GEM: Gaussian Embedding Modeling for Out-of-Distribution Detection in GUI Agents

Authors

  • Zheng Wu Shanghai Jiao Tong University
  • Pengzhou Cheng Shanghai Jiao Tong University
  • Zongru Wu Shanghai Jiao Tong University
  • Lingzhong Dong Shanghai Jiao Tong University
  • Zhuosheng Zhang Shanghai Jiao Tong University

DOI:

https://doi.org/10.1609/aaai.v40i40.40692

Abstract

Graphical user interface (GUI) agents have recently emerged as an intriguing paradigm for human-computer interaction, capable of automatically executing user instructions to operate intelligent terminal devices. However, when encountering out-of-distribution (OOD) instructions that violate environmental constraints or exceed the current capabilities of agents, GUI agents may suffer task breakdowns or even pose security threats.

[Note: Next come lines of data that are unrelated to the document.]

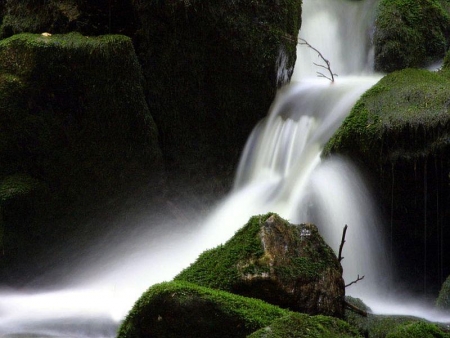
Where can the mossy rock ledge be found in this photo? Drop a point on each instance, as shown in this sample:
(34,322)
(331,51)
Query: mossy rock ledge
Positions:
(180,309)
(399,134)
(65,16)
(183,310)
(283,264)
(75,129)
(410,33)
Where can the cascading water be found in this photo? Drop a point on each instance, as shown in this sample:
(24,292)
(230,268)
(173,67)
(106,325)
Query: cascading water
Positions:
(280,171)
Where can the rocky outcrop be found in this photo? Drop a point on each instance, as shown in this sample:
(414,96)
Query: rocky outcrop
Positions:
(74,127)
(410,33)
(184,310)
(443,300)
(211,69)
(398,133)
(283,264)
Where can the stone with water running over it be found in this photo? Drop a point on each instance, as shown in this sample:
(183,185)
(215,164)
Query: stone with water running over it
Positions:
(283,264)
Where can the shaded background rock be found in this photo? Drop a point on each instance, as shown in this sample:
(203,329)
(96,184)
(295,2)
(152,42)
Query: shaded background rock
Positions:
(211,70)
(410,33)
(74,119)
(96,17)
(283,264)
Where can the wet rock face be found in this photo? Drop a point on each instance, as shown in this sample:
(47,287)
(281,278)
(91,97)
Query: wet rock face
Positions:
(303,272)
(283,264)
(211,71)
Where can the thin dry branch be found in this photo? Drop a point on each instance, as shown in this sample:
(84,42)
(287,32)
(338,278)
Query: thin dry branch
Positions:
(340,258)
(327,65)
(355,281)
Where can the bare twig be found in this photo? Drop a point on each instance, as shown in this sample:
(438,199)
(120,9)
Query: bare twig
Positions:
(340,258)
(355,281)
(327,63)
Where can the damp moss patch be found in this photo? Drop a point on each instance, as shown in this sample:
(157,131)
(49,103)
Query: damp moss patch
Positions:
(410,33)
(406,114)
(180,309)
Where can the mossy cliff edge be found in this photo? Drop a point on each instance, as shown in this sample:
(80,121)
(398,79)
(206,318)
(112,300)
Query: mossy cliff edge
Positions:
(75,128)
(211,69)
(411,33)
(398,133)
(218,307)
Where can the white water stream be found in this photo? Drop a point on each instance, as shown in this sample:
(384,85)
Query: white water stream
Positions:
(280,171)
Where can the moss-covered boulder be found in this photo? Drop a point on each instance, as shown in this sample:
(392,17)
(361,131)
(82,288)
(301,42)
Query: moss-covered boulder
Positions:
(180,309)
(399,132)
(74,118)
(64,16)
(410,33)
(418,330)
(211,69)
(301,325)
(443,300)
(283,264)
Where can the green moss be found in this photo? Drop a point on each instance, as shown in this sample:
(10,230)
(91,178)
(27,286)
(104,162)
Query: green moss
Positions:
(418,330)
(83,110)
(217,268)
(74,117)
(410,33)
(180,309)
(443,300)
(301,325)
(389,119)
(63,16)
(222,267)
(17,186)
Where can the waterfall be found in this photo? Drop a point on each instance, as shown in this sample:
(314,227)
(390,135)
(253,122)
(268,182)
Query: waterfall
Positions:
(281,170)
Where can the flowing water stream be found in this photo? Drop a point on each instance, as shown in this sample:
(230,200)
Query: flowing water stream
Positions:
(280,171)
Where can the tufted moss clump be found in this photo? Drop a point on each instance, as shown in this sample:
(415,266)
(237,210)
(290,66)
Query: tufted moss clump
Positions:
(286,265)
(405,115)
(74,117)
(301,325)
(217,268)
(410,33)
(180,309)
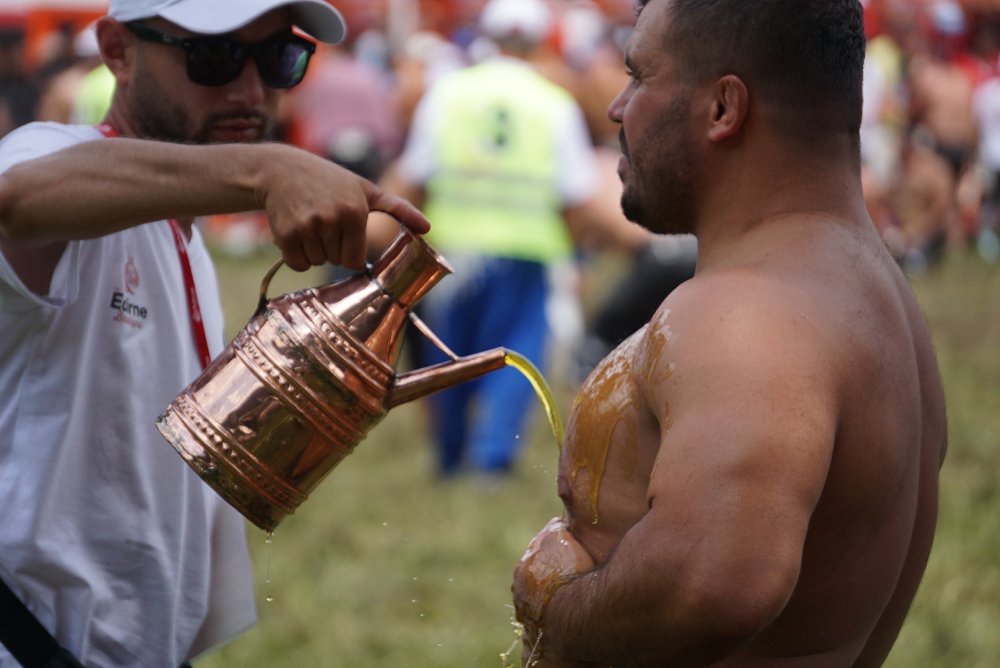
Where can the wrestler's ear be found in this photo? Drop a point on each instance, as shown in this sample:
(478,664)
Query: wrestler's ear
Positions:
(730,100)
(117,48)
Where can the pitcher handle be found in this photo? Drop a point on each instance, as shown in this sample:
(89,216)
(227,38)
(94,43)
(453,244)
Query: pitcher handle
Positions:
(264,285)
(431,336)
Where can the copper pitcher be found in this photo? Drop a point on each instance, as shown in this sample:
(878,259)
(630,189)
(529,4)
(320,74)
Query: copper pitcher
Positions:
(303,382)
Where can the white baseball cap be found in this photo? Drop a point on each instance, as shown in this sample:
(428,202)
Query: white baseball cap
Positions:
(528,19)
(317,18)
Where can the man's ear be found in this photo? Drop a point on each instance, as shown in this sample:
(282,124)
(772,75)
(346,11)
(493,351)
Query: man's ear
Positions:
(730,103)
(116,44)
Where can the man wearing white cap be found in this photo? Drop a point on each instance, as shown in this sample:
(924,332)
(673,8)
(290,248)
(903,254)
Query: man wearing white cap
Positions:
(114,552)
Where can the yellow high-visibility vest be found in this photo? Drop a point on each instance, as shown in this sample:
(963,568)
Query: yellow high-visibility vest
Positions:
(494,191)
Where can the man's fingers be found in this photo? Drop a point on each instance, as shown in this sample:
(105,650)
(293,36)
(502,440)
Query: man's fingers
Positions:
(400,209)
(353,245)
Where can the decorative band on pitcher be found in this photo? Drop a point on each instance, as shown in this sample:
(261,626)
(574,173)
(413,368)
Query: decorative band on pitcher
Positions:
(226,451)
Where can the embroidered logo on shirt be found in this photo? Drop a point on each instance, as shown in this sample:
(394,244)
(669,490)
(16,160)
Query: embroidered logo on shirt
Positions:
(131,276)
(126,311)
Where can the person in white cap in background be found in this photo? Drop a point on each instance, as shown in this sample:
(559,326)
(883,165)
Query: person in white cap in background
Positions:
(120,555)
(500,159)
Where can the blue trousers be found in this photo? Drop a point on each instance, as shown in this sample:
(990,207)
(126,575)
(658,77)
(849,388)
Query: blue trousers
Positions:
(487,303)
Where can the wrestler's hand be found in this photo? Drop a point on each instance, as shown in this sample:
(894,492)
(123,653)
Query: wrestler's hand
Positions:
(553,557)
(318,210)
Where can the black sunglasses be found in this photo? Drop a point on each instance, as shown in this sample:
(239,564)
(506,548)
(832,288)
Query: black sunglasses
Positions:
(216,61)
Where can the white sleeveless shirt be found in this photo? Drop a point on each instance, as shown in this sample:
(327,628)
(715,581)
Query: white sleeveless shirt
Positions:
(108,536)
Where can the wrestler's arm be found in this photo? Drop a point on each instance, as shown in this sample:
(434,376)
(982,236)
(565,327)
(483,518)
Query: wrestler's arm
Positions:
(317,210)
(747,418)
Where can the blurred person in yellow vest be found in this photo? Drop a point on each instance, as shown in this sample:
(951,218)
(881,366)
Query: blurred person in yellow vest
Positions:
(502,163)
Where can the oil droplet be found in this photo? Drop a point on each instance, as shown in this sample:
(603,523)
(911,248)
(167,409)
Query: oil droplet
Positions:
(524,365)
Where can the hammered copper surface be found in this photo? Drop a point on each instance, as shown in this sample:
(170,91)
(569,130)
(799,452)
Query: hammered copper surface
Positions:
(302,384)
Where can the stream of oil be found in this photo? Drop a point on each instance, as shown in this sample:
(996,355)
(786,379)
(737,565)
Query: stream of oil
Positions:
(524,365)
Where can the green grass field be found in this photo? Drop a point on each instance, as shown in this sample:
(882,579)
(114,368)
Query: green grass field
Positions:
(386,566)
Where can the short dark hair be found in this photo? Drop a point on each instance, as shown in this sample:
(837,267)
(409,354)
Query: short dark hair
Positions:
(802,58)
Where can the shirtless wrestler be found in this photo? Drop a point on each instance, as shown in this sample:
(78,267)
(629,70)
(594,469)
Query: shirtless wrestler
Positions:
(751,479)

Therefore, effective OOD detection for GUI agents is essential. Traditional OOD detection methods perform suboptimally in this domain due to the complex embedding space and evolving GUI environments. In this work, we observe that the in-distribution input semantic space of GUI agents exhibits a clustering pattern with respect to the distance from the centroid. Based on the finding, we propose GEM, a novel method based on fitting a Gaussian mixture model over input embedding distances extracted from the GUI Agent that reflect its capability boundary. Evaluated on eight datasets spanning smartphones, computers, and web browsers, our method achieves an average accuracy improvement of 23.70% over the best-performing baseline while only increasing training time by 4.9% and testing time by 6.5%. We also experimentally demonstrate that GEM can improve the step-wise success rate by 9.40% by requesting assistance from the cloud model when encountering OOD samples. Analysis verifies the generalization ability of our method through experiments on nine different backbones.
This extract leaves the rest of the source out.